At the end of the day, we can’t replace the human touch and we can’t replace talking and communicating to patients. Patients still want to talk to a human about their results. They want to feel like someone cares about them and they feel connected to them. What I’m hoping is that we don’t use technology as an excuse not to interact with people, because people still need people.

Dr. Nabil Arrach: Exactly. Let’s take embryo transfers as an example, or maybe the way you decide what stimulation protocol to use and how you adjust it over time. Would technology play a role there?

Dr. Aimee: As far as embryo transfer as an actual procedure, maybe. Maybe I don’t necessarily need an ultrasonographer holding a probe. I used to do the probe, have the patient hold it and then I would do the transfer, a long time ago. There might be a way technology can help us with simple solutions like that.

What was the other one in the question?

Dr. Nabil Arrach: How do you decide what stimulation protocol?

Dr. Aimee: I think there’s an art to that. I know it sounds cheesy, but I get really strong feelings. Maybe I can automate those feelings that I have about the patient’s body size, her age, her previous experience, and all of the different things that are going on, does she have PCOS, is there endometriosis, and then I come up with a protocol for her. I don’t think AI can do that.

Dr. Nabil Arrach: I have had a chance to ask another physician about this a while ago, and she said that humans are super powerful AI computers because they have seen so many cases over time and they have judgment that maybe an algorithm cannot have. I also see an opportunity where an algorithm can look at thousands and thousands of patients, different situations, different age groups, different histories of fertility, AMH, all the measurements, and can predict somehow the patient response based on all of these elements. Sometimes humans are good at making some judgments, but also sometimes the computer does beat the human at picking up patterns on some occasions.

Dr. Aimee: I don’t know. My first name is Aimee, and the first two letters are A I.

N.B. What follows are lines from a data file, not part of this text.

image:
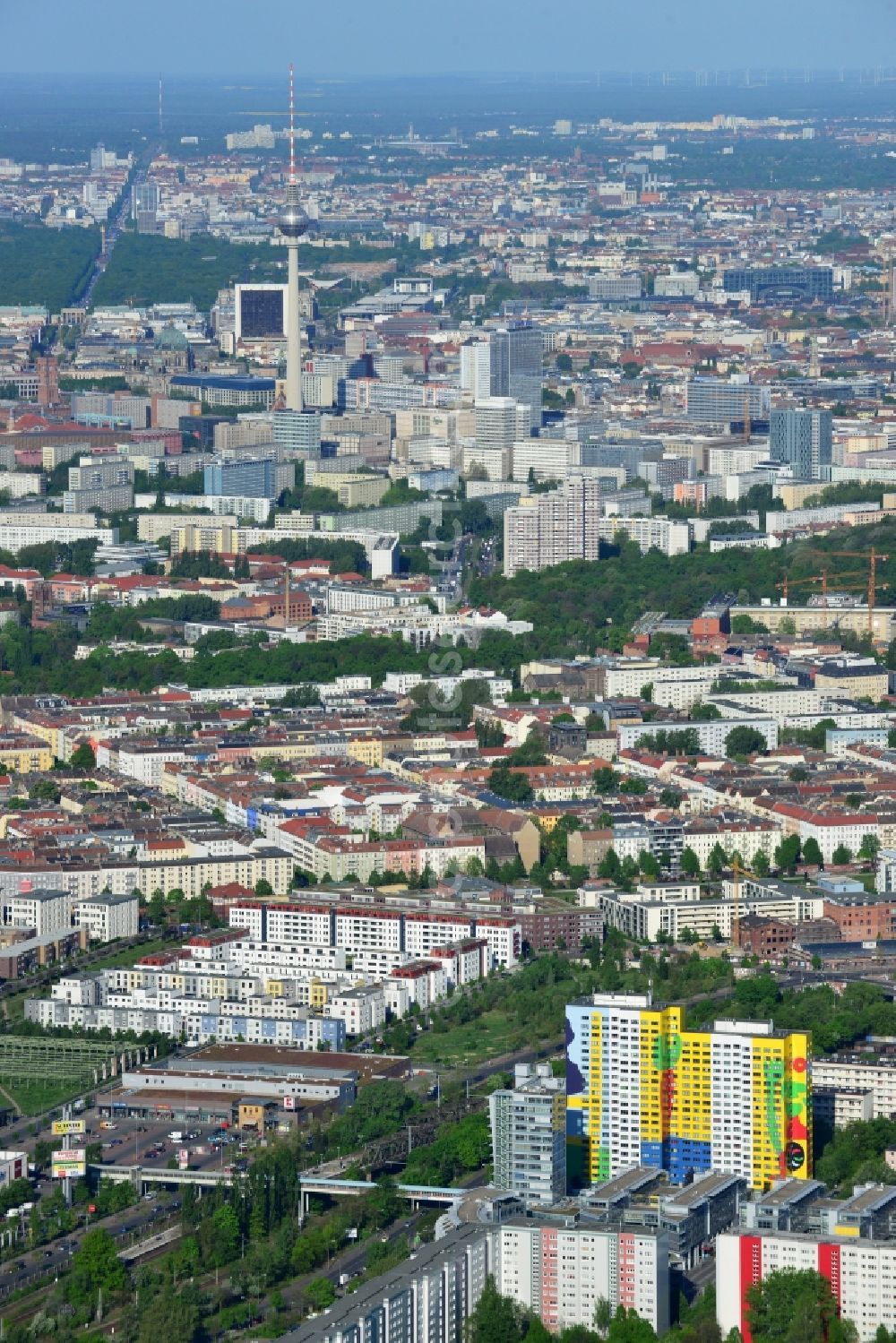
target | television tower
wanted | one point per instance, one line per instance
(293, 225)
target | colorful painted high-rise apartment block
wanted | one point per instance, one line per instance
(643, 1090)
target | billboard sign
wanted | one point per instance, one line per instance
(70, 1165)
(62, 1127)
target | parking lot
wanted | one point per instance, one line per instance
(137, 1141)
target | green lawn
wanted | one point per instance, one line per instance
(39, 1096)
(487, 1037)
(125, 957)
(131, 954)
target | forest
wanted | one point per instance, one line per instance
(40, 265)
(148, 269)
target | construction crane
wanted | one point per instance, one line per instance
(813, 578)
(737, 872)
(874, 557)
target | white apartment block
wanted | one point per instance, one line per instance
(861, 1273)
(108, 917)
(562, 1272)
(500, 420)
(45, 911)
(18, 529)
(646, 919)
(874, 1076)
(546, 458)
(649, 533)
(712, 735)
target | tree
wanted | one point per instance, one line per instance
(222, 1235)
(796, 1307)
(718, 860)
(320, 1294)
(610, 868)
(869, 848)
(495, 1319)
(743, 742)
(689, 863)
(788, 852)
(174, 1316)
(649, 865)
(761, 864)
(96, 1267)
(509, 785)
(83, 758)
(627, 1327)
(812, 853)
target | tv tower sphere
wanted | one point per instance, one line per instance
(293, 222)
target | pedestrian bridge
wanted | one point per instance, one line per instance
(142, 1175)
(417, 1194)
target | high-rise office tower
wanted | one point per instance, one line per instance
(802, 439)
(516, 366)
(726, 401)
(641, 1089)
(47, 366)
(293, 225)
(528, 1135)
(552, 528)
(144, 199)
(500, 420)
(476, 368)
(252, 477)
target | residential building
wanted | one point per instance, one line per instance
(715, 400)
(476, 369)
(560, 1270)
(528, 1135)
(552, 528)
(861, 1273)
(642, 1090)
(108, 917)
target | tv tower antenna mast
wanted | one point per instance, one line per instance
(293, 225)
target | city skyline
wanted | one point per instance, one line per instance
(501, 38)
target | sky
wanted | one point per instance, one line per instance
(460, 37)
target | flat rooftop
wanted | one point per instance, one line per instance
(276, 1057)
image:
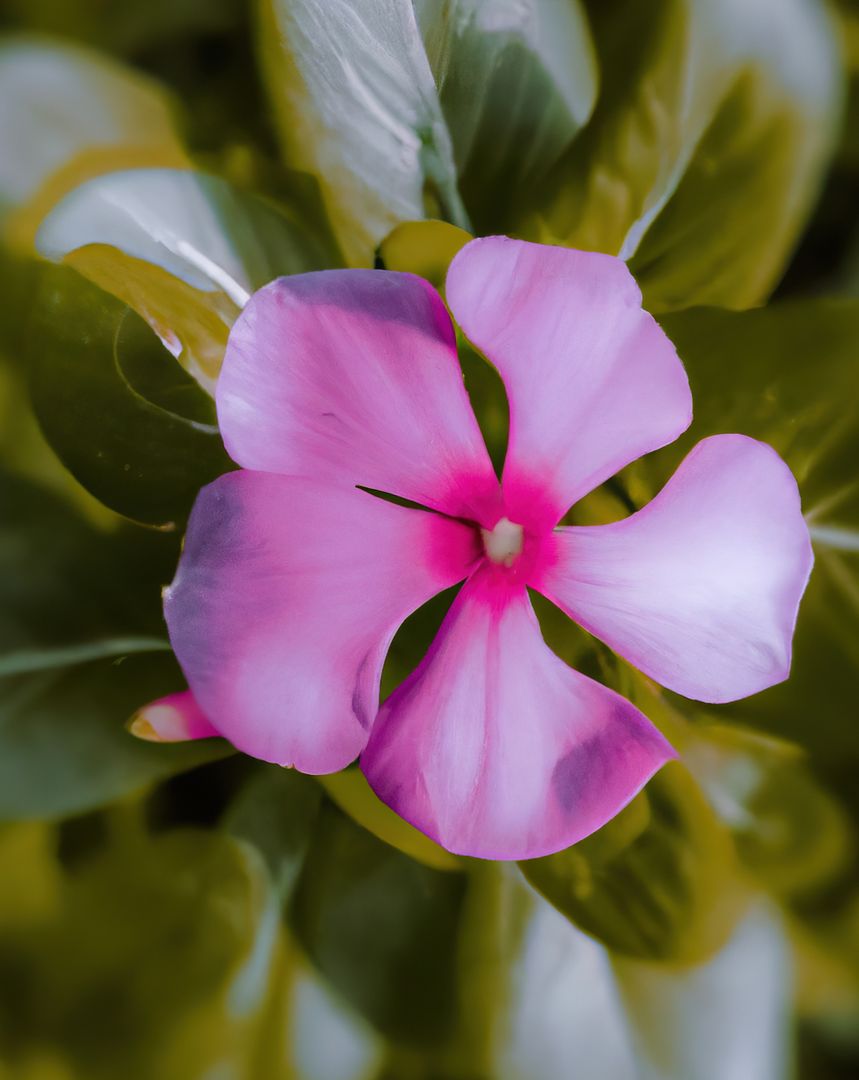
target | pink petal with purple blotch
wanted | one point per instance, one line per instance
(700, 589)
(352, 377)
(286, 597)
(496, 748)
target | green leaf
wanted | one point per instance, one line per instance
(423, 247)
(354, 796)
(658, 882)
(381, 929)
(158, 960)
(707, 146)
(70, 113)
(787, 375)
(389, 103)
(357, 106)
(789, 832)
(184, 250)
(139, 458)
(69, 591)
(515, 81)
(276, 812)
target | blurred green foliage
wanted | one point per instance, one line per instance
(180, 912)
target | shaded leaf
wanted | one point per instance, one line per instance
(357, 106)
(184, 250)
(190, 903)
(276, 812)
(707, 146)
(727, 1017)
(139, 458)
(354, 796)
(789, 832)
(515, 81)
(66, 586)
(392, 103)
(656, 883)
(381, 929)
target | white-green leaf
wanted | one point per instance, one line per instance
(69, 113)
(392, 103)
(184, 248)
(517, 81)
(357, 106)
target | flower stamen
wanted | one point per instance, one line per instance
(504, 542)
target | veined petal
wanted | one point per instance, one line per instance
(496, 748)
(700, 589)
(593, 382)
(351, 376)
(285, 601)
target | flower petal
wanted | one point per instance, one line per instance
(592, 380)
(285, 599)
(351, 376)
(496, 748)
(700, 589)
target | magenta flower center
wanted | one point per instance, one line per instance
(504, 543)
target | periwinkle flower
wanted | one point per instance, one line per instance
(294, 579)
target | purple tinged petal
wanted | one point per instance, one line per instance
(286, 597)
(700, 589)
(592, 380)
(496, 748)
(352, 377)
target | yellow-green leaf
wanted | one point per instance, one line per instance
(68, 115)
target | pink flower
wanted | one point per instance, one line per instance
(294, 580)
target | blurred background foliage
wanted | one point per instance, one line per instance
(182, 912)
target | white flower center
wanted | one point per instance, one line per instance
(504, 542)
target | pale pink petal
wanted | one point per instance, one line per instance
(496, 748)
(174, 718)
(351, 376)
(699, 590)
(285, 601)
(593, 382)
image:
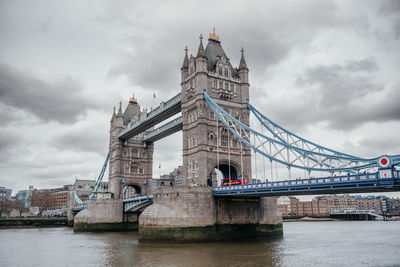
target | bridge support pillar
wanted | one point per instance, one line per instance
(192, 214)
(103, 215)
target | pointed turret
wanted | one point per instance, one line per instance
(185, 63)
(242, 64)
(201, 59)
(120, 109)
(200, 51)
(185, 66)
(113, 116)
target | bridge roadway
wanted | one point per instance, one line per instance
(358, 183)
(157, 115)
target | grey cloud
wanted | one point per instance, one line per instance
(341, 84)
(391, 10)
(342, 95)
(84, 138)
(389, 7)
(58, 100)
(8, 141)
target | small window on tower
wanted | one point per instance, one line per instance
(234, 143)
(224, 140)
(211, 115)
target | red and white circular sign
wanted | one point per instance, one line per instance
(384, 161)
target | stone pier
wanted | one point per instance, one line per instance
(188, 214)
(103, 215)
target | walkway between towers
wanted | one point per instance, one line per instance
(164, 111)
(357, 183)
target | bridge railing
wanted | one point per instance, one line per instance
(308, 183)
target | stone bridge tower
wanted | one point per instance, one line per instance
(208, 147)
(131, 162)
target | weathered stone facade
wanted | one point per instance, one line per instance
(190, 212)
(131, 162)
(206, 144)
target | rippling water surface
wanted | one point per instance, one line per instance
(302, 244)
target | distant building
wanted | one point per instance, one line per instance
(284, 205)
(5, 194)
(371, 203)
(25, 197)
(390, 206)
(322, 205)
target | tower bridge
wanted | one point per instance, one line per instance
(215, 108)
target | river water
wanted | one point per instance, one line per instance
(358, 243)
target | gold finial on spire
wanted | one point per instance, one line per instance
(133, 99)
(213, 36)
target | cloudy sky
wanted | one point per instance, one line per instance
(326, 70)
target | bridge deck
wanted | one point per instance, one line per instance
(364, 183)
(157, 115)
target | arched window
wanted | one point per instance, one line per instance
(224, 140)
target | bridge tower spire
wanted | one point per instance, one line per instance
(211, 70)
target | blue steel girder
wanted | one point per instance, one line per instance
(164, 111)
(360, 183)
(137, 203)
(164, 130)
(330, 161)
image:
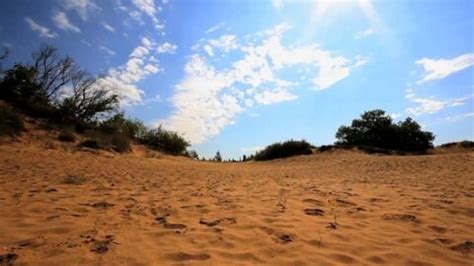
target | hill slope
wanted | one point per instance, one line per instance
(341, 207)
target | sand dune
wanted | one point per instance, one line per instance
(326, 209)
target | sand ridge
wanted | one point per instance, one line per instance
(326, 209)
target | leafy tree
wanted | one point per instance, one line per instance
(193, 154)
(283, 150)
(133, 128)
(376, 129)
(166, 141)
(52, 71)
(218, 157)
(87, 99)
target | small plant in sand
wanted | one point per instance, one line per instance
(67, 135)
(333, 209)
(74, 180)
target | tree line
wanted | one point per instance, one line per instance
(55, 88)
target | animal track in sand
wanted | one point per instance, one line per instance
(102, 205)
(314, 212)
(465, 247)
(314, 201)
(181, 256)
(7, 259)
(438, 229)
(180, 228)
(400, 217)
(211, 223)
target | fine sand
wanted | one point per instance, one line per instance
(145, 208)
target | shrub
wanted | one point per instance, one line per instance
(283, 150)
(90, 143)
(133, 128)
(100, 140)
(166, 141)
(376, 129)
(67, 135)
(74, 180)
(120, 142)
(218, 157)
(11, 123)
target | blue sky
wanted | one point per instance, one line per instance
(237, 75)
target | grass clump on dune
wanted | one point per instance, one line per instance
(74, 180)
(283, 150)
(11, 123)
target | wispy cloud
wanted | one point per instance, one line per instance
(107, 50)
(141, 63)
(431, 105)
(456, 118)
(167, 48)
(207, 99)
(436, 69)
(215, 28)
(365, 33)
(277, 4)
(108, 27)
(149, 8)
(61, 21)
(83, 7)
(43, 31)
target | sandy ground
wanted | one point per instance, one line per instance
(326, 209)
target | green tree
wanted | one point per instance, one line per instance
(376, 129)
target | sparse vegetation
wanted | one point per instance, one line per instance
(11, 123)
(283, 150)
(74, 179)
(165, 141)
(67, 135)
(54, 87)
(376, 129)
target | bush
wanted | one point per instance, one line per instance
(283, 150)
(376, 129)
(120, 142)
(90, 143)
(74, 180)
(133, 128)
(67, 135)
(100, 140)
(11, 123)
(165, 141)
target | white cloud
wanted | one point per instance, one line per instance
(215, 28)
(108, 27)
(207, 99)
(431, 105)
(278, 4)
(149, 8)
(435, 69)
(274, 96)
(43, 31)
(365, 33)
(140, 65)
(459, 117)
(62, 22)
(83, 7)
(107, 50)
(166, 48)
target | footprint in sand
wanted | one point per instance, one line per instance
(465, 247)
(400, 217)
(314, 212)
(102, 205)
(211, 223)
(438, 229)
(7, 259)
(181, 256)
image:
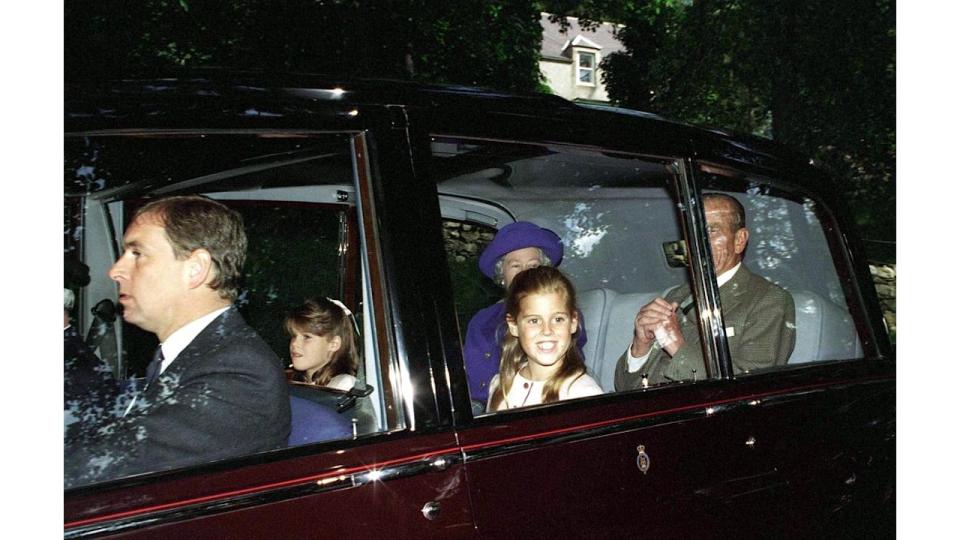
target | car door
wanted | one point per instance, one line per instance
(313, 205)
(819, 432)
(639, 461)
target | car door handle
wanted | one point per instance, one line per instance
(431, 510)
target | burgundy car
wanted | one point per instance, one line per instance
(383, 194)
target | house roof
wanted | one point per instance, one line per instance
(555, 44)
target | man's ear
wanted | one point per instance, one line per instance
(740, 240)
(199, 268)
(512, 326)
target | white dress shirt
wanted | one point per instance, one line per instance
(178, 341)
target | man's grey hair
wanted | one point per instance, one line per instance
(498, 267)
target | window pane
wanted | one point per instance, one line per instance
(613, 215)
(263, 393)
(791, 307)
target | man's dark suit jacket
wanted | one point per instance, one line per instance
(225, 395)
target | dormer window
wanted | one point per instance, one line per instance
(586, 68)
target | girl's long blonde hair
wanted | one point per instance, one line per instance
(539, 280)
(322, 316)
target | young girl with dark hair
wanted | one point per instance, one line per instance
(322, 343)
(539, 363)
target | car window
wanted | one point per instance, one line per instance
(617, 218)
(793, 307)
(296, 196)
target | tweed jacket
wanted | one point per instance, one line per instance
(760, 326)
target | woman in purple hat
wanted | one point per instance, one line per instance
(516, 247)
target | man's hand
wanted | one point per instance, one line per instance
(657, 317)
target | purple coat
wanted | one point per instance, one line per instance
(481, 350)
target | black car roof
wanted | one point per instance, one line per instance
(222, 99)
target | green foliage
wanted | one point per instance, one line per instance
(818, 75)
(472, 42)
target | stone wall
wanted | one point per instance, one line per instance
(464, 240)
(885, 281)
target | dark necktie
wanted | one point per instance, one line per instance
(687, 305)
(153, 369)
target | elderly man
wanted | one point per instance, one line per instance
(214, 389)
(516, 247)
(759, 316)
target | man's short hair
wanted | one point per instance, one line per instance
(740, 215)
(193, 222)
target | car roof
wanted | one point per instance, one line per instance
(228, 99)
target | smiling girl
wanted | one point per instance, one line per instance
(322, 344)
(538, 364)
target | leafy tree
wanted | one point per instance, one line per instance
(817, 75)
(473, 42)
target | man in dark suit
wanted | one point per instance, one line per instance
(215, 389)
(759, 316)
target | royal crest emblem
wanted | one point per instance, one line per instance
(643, 460)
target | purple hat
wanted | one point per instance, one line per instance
(519, 235)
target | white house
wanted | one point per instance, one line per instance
(570, 61)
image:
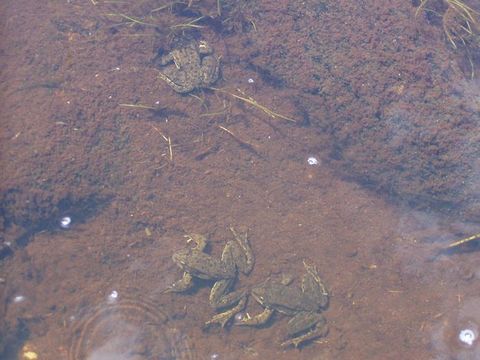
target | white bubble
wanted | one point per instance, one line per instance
(65, 222)
(18, 299)
(312, 160)
(112, 297)
(467, 336)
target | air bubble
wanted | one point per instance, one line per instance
(112, 297)
(467, 336)
(65, 222)
(312, 160)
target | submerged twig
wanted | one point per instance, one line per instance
(254, 103)
(464, 241)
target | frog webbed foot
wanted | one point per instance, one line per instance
(223, 317)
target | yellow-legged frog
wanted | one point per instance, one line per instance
(194, 66)
(303, 304)
(237, 256)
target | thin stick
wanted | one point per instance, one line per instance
(138, 106)
(253, 102)
(168, 140)
(464, 241)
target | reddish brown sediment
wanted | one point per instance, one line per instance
(380, 99)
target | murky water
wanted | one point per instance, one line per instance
(342, 134)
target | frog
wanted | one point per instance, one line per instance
(194, 66)
(237, 256)
(303, 304)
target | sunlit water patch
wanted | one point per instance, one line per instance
(128, 330)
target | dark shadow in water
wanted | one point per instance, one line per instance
(48, 218)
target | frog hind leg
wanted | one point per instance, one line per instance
(314, 323)
(223, 317)
(182, 285)
(221, 297)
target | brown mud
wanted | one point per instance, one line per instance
(381, 100)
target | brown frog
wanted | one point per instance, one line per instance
(303, 304)
(194, 66)
(236, 256)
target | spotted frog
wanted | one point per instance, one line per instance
(236, 256)
(303, 304)
(194, 66)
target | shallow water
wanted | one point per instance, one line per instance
(389, 110)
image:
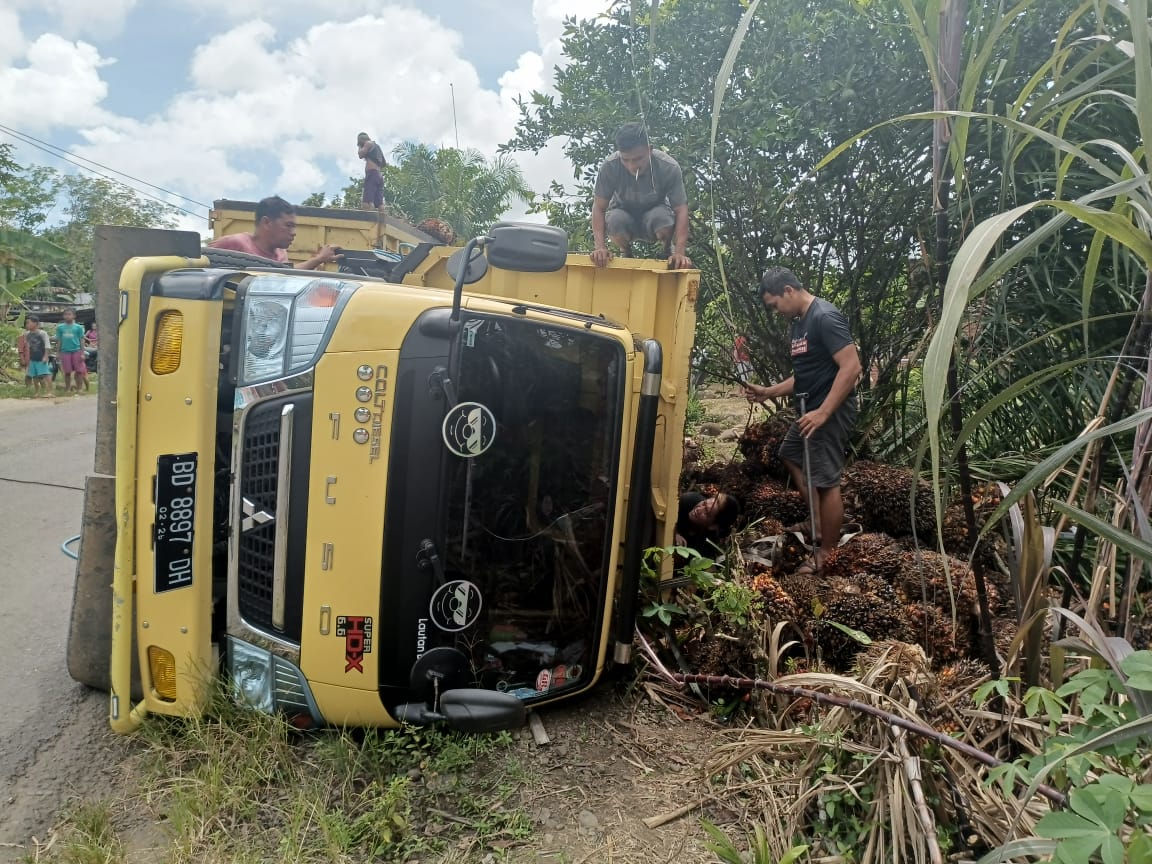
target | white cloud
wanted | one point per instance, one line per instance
(58, 84)
(298, 105)
(264, 106)
(12, 39)
(535, 73)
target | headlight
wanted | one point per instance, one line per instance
(286, 320)
(250, 668)
(268, 683)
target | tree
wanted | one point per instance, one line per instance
(25, 196)
(460, 187)
(806, 77)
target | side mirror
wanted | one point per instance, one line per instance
(474, 710)
(467, 710)
(527, 247)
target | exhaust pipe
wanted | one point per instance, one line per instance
(638, 499)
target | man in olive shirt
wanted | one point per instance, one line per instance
(639, 194)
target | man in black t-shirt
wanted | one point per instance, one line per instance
(825, 369)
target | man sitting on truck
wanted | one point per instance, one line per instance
(373, 179)
(639, 195)
(275, 229)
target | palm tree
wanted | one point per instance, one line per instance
(460, 187)
(24, 260)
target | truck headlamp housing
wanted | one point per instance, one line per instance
(286, 321)
(250, 668)
(268, 683)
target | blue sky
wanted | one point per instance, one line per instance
(244, 98)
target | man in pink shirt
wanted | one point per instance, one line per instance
(275, 229)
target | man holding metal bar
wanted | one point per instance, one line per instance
(825, 369)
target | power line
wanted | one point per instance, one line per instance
(63, 154)
(31, 138)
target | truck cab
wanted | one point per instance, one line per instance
(370, 501)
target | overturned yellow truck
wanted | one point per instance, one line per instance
(417, 497)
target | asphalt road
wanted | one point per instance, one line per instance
(54, 739)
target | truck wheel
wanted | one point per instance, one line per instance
(239, 260)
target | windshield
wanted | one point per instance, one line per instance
(529, 501)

Dr. Nabil Arrach: Awesome. We are close to wrapping up this interesting interview with you, and I appreciate it.

Dr. Aimee: What? I’m having so much fun.

Dr. Nabil Arrach: Thank you so much for taking the time. You literally just had a procedure, but I wanted to talk to you about how you practice medicine. For patients who want to seek your advice or your treatment, how can they find you?

Dr. Aimee: I’m easy to find. My website is DrAimee.org. You don’t necessarily have to be my patient to see me as a patient. What I mean by that is I have a class on Teachable, it’s EggWhispererSchool.com. I run IVF classes, TUSHY method classes, which are classes that teach you about your fertility. I obviously see patients as well, but I can provide guidance, and you can take what I share with you and apply it to what you’re doing, no matter where you live. I hope anyone who is watching this feels like they can reach out anytime and take advantage of some of the opportunities that you have if you want to hear from me about your case.

Dr. Nabil Arrach: Awesome. Dr. Aimee, I really appreciate your time. I wish we could have another opportunity to talk about other topics in the future.

Dr. Aimee: Anytime.

Dr. Nabil Arrach: Thank you so much. Thank you for your time. Take care.